Ensuite, c'était au tour de la douleur de survenir. D'abord comme une arme blanche venue me transpercer, puis, à l'image d'un poison, s'immisçant dans chacun de mes muscles, les secouant de violents frissons. Vive, aigüe, cette sensation parvenait même à contaminer mes pensées, bloquant l'accès à tout raisonnement logique, laissant uniquement place à l'insécurité, le doute et la mélancolie tandis que chacun de mes mouvements était guidé par la peur et finira indubitablement par rester graver dans mon esprit sous la forme de regret.

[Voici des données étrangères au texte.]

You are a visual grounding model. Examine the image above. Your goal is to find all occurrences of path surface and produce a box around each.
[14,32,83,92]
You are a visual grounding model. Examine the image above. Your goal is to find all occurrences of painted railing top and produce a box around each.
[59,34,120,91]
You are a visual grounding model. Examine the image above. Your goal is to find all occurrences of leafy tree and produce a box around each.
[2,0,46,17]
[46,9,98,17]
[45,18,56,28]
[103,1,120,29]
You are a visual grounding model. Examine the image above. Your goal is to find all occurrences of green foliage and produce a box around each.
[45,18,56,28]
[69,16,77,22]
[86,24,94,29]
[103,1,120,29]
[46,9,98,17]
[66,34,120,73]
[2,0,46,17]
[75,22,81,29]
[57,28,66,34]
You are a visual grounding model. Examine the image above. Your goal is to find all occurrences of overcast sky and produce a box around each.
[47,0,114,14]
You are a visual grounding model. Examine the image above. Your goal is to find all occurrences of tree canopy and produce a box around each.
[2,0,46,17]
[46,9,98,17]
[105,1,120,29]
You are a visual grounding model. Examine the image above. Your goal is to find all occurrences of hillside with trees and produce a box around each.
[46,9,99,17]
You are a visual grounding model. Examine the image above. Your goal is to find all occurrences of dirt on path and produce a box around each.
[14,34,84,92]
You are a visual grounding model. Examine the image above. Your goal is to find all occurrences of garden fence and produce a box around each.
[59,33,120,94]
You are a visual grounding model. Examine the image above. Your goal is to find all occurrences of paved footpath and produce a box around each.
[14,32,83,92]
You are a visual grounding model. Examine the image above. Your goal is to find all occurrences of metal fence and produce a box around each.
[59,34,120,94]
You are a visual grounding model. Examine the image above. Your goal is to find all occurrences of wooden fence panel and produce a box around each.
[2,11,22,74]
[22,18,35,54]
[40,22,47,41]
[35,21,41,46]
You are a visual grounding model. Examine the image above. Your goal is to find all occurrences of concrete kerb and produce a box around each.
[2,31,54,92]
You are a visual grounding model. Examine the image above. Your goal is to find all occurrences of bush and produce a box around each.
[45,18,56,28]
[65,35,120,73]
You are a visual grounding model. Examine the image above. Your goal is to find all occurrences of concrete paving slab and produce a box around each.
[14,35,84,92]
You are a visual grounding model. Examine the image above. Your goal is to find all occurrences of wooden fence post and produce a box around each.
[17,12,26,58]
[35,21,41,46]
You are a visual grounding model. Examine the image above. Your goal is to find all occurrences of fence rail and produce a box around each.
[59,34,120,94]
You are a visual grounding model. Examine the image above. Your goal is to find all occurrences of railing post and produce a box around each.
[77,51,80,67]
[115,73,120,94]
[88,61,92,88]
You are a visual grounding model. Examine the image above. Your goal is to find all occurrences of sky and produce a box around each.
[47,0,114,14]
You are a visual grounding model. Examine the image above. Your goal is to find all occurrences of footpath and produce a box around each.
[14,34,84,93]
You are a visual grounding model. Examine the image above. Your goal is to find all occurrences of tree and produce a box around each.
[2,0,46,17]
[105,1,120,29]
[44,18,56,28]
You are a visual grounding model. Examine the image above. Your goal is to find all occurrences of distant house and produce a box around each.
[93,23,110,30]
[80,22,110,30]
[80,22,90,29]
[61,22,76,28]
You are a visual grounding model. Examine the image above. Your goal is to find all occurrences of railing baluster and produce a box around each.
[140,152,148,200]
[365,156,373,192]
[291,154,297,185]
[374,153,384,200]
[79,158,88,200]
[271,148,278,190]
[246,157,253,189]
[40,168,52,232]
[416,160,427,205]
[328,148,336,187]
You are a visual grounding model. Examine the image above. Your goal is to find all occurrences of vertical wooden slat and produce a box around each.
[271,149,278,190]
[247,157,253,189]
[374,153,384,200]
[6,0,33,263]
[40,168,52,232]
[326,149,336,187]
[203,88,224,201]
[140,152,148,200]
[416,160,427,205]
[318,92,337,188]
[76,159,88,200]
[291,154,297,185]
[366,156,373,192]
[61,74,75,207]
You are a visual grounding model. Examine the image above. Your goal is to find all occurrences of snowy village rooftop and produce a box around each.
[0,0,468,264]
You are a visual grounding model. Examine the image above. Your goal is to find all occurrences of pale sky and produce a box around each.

Je nageais dans un véritable cauchemar, une fois encore. Le désespoir m'avait assaillie alors que mon cerveau s'était efforcé d'étouffer le moindre signe avant coureur, comme s'il n'avait pas voulu prévenir cette débâcle. C'était comme si ma haine me consumait de l'intérieur. Comme si les éclats qu'il restait de mon cœur morcelé s'étaient transformés en d'innombrables lames s'attaquant à l'essence même de mes sentiments. Un véritable cataclysme qui allait encore renforcer mon mépris pour moi-même déjà bien au-delà de l'entendement.

Alors que mes émotions me tiraillaient intérieurement, j'en étais réduite à me recroqueviller dans mon coin, inerte. Mes yeux débordaient encore, alors que de temps à autre, je laissais s'échapper de petits gémissements avec une voix d'outre tombe. Couiner parfois, sans pouvoir bouger ou réagir, le temps que ça passe, voilà à quoi j'en étais réduite. Dans mon désespoir, j'ai envoyé un message à la seule amie en qui je pouvais placer ma confiance dans ce genre de moments. Parce que je sais qu'elle peut me comprendre. Même si je n'avais aucunement l'intention de lui décrire ma situation complète. Même si je venais juste me plaindre, de façon un peu détournée, sans grand sens derrière la plupart de mes messages. Sa présence, même virtuelle, me rassurait au fur et à mesure de notre discussion sans queue ni tête. Il aura bien fallu une heure pour que je sorte de cette transe lugubre.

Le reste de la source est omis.